How do ecologists determine the size of a population?    One method is the mark and recapture (a.k.a. capture/recapture method).  This method relies on having two separate trials to capture (either physically or in data) members of certain population and determines the population size based on the proportion of specimens who are captured in both trials.

The key assumption for the capture/recapture method is that the probability of capturing any given specimen is independent for each trial.  If one was doing a capture/recapture study and one could more easily capture fat and old birds, then the likelihood of catching the same bird in the second trial would increase.  This would inflate the value of m, and thus the approximation of the population would be too low.

One application of the capture/recapture method is McClish et al. (1997)‘s examination of the size of the elderly cancer population in Virgina.  The authors estimate  the likelihood cancer patients appear in both the Virgina Cancer Registry (VCR) and the Medicare claims files (MEDPAR) for Virginia resident 65 and older.

Capture-recapture techniques were used to estimate the actual cancer population size, based on the concordance and discordance of the data sources. If VCR identifies M cases and MEDPAR identifies n cases, m of which are common to both sources, then the estimated number of cases in the entire population of cases at reporting hospitals will be N = [(M + 1) X (n + 1 )/(m + 1)] – 1. With this estimate of the population, the sensitivity of each source alone, as well as those of the combined sources, was estimated.”

The variance of the total population is simply:

  • var(N) = [(M+1)(n+1)(M-m)(n-m)]/[m+1)(m+1)(m+2)]

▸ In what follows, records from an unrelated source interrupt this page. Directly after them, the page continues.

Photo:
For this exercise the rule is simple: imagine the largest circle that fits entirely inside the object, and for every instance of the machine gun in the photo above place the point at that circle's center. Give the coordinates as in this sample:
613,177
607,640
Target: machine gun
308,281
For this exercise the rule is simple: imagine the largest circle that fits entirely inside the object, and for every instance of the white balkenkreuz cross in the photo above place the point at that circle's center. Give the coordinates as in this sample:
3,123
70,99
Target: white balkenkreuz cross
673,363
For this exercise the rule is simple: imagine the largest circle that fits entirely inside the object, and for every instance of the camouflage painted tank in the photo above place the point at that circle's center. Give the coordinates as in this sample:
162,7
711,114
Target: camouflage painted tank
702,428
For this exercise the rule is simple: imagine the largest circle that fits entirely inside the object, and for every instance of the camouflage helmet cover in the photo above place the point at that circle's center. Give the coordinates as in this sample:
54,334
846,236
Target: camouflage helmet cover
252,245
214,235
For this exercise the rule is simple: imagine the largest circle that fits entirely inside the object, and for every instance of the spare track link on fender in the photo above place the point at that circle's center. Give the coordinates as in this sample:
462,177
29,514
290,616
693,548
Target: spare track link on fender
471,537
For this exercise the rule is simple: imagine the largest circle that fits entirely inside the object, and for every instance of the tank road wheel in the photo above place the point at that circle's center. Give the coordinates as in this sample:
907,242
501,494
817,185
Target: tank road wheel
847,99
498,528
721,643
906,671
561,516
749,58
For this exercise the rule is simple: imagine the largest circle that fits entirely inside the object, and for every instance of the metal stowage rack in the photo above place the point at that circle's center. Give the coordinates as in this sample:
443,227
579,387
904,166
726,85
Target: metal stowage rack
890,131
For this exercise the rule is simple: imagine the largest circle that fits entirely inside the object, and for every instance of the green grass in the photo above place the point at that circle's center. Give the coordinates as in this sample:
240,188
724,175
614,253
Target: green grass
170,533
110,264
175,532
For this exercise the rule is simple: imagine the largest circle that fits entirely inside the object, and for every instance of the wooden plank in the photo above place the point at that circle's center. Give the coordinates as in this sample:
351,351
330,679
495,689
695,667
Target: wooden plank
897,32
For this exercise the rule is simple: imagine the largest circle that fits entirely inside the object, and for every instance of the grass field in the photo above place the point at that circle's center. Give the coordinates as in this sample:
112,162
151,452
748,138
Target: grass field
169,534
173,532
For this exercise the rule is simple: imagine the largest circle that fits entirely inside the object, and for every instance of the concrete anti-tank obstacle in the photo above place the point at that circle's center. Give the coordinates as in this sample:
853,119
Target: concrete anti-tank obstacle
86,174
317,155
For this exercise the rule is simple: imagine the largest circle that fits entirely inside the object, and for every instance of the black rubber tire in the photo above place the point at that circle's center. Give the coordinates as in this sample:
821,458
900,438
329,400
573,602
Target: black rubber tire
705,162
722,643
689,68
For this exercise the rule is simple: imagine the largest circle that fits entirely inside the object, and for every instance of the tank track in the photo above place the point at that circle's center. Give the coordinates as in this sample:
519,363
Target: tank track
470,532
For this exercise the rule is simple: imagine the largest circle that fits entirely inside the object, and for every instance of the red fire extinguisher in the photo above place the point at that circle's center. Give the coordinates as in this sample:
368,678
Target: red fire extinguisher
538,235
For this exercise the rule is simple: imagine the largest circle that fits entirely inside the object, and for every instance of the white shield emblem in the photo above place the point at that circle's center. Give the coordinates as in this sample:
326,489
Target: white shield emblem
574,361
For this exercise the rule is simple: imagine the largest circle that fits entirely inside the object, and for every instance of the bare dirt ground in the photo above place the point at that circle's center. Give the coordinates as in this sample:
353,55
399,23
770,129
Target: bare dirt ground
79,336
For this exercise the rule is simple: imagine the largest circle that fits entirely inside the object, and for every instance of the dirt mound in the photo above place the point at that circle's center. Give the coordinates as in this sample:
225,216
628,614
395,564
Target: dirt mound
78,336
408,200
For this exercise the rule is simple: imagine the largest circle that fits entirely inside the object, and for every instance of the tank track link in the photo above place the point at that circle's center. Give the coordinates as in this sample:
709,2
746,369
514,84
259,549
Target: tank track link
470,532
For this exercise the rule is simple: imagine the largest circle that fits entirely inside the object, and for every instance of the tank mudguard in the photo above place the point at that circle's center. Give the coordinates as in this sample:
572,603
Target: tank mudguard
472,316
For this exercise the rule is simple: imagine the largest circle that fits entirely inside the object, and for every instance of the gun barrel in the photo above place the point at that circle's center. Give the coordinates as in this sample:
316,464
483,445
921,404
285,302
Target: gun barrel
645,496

What explains the discrepancy between the VCR and MEDPAR data.  This study claims:

Cases not reported to the VCR were more likely to have their cancer diagnosis found in the second through fifth position in the MEDPAR record rather than in the first. That implies that cancer may not have been the primary reason for the hospitalization, so that MEDPAR may have identified a prevalent rather than an incident case. While the method used here has been used by others, some cases termed incident may have been prevalent cases seen as a recurrence after more than 2 years. More complex methods to identify incident cases that look at the position of cancer diagnostic code and the surgical interventions might improve this, but at the expense of missing more cases.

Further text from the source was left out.